Trials for different actual treatment effects were simulated for a typical phase II trial with a sample size of 500 using the different randomization methods described in the allocation simulation subsection. Supplementary Fig. E6 shows a flowchart of the simulation. Randomly extracted participants were first allocated to placebo and treatment groups using different randomization methods. Then, an assumed actual treatment effect was applied to the distribution of actual CDR-SB changes in the treatment group. The actual treatment effect was assumed to suppress the total CDR-SB changes in the treatment group by x%. Here, x ranged from 10 to 50 with a step of 2. A t test was carried out on two distributions of CDR-SB changes for the placebo and treatment groups, and the P value of the t test was calculated. Without loss of generality, a two-tailed t test was used. The above procedure was repeated 10,000 times to obtain a distribution of P values for each randomization method and actual treatment effect. Additionally, we also calculated P values for the different actual treatment effects using a perfect allocation, that is, the means and variances of CDR-SB changes for both treatment and placebo groups, without applying a treatment effect to the treatment group, were the same as that of the total population. Whereas the P values obtained by the perfect randomization method were uniquely determined for a given actual treatment effect, those obtained by other randomization methods were distributed around the median, which were identical to the P values obtained by perfect randomization. The distributions of P values are represented by their medians and 25th and 75th percentiles. Simulations were carried out for all the assumed actual treatment effects described above using the randomization methods described in the Results section.

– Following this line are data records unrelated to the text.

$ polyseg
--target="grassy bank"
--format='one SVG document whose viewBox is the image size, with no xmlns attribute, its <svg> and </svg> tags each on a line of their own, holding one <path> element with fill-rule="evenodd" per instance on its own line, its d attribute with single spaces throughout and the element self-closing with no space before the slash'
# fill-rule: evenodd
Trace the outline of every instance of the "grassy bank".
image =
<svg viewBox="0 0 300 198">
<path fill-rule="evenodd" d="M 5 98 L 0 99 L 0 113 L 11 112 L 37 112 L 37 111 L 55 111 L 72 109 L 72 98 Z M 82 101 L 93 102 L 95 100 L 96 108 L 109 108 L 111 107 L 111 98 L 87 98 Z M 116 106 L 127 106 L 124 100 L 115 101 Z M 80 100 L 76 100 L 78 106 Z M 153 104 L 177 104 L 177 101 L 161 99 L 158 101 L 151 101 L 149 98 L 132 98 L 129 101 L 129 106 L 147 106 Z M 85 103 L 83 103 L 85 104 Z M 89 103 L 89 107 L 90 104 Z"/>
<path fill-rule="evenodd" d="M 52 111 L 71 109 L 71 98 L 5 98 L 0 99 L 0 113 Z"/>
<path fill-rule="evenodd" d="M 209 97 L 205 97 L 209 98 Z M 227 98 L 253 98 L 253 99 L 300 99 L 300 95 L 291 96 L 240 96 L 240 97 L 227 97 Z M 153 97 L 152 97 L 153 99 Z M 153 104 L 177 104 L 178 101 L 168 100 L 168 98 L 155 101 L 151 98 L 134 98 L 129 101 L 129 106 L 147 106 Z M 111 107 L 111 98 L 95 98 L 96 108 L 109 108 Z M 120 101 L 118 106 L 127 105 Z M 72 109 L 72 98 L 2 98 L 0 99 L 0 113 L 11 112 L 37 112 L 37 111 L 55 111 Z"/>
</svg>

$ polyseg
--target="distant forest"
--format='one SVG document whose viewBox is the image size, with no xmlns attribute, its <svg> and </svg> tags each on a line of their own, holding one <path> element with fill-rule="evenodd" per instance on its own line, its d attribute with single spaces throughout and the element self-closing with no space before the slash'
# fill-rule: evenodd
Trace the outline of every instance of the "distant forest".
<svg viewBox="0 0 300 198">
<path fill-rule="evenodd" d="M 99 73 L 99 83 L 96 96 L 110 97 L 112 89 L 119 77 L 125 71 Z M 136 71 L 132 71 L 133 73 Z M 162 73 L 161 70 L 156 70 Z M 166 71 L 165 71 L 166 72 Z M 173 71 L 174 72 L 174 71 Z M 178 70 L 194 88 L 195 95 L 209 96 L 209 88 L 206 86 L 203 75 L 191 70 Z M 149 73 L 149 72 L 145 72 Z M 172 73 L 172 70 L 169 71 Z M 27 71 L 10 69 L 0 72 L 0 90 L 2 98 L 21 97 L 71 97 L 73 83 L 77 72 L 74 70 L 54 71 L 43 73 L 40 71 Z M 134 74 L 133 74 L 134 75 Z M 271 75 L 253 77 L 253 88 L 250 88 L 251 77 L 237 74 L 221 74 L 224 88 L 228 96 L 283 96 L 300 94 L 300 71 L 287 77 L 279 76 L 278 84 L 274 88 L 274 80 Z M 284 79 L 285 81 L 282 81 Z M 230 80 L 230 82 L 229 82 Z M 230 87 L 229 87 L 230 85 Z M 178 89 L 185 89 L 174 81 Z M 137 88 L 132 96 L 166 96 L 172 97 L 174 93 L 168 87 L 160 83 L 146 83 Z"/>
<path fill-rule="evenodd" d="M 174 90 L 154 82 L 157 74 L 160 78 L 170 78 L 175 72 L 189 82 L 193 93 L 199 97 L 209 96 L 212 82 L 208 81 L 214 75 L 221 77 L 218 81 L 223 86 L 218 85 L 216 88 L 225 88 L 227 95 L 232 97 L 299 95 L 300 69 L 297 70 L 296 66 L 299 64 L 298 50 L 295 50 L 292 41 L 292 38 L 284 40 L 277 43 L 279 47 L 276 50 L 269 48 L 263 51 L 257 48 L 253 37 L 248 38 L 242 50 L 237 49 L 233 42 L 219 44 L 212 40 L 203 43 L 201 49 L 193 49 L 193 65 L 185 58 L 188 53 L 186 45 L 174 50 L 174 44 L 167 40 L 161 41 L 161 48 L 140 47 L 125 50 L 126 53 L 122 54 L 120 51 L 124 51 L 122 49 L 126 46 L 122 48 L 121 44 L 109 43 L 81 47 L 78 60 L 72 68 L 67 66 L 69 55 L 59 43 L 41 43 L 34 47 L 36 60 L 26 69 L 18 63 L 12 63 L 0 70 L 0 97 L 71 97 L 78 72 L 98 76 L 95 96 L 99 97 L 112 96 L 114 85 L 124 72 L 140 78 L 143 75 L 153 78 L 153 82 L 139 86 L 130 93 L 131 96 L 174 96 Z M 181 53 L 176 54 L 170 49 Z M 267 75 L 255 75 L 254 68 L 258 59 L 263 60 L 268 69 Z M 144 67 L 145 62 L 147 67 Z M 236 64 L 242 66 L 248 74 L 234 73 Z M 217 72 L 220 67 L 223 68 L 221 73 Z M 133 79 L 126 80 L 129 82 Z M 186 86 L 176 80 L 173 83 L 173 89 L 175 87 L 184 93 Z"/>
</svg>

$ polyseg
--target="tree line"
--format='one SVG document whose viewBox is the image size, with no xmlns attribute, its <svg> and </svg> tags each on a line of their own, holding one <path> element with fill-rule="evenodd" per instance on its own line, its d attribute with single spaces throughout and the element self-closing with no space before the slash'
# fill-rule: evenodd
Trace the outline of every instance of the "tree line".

The detection rates of the actual treatment effects were calculated for two cases: (1) the mean value of CDR-SB changes in the placebo group was smaller than that in the treatment group without applying a treatment effect, and (2) the reverse. Whereas the former was much more likely to cause underestimation of the OES (or outcome) of the trial, the latter was much more likely to cause overestimation.

Simulation of trials with multiple phases

A multiple-phase trial, consisting of a proof-of-concept phase and an effect-confirming phase, was simulated for different actual treatment effects using different randomization methods. The proof-of-concept phase with a sample size of 500 was first simulated as described in the previous subsection. As the purpose of the trial was to show the priority of treatment to placebo, we used a one-tail t test in the multiple-phase trial simulation. The P value threshold to judge whether the treatment effect was significant was set to 0.1 for the proof-of-concept phase and to 0.05 for the effect-confirming phase. The effect-confirming phase was conducted only when the P value obtained in the proof-of-concept phase was less than the threshold of 0.1. The sample size of the effect-confirming phase was estimated based on the OES (or outcome) of the proof-of-concept phase for the next phase to achieve a P value of 0.01 to include an extra number of samples to that needed for threshold of 0.05. The effect-confirming phase was then conducted using the estimated sample size, and was judged as successful if the P value of the t test for the outcome was less than 0.05. The above simulation was repeated 10000 times for each randomization method to calculate a ratio of successful cases in which both the proof-of-concept and effect-confirming phases succeeded.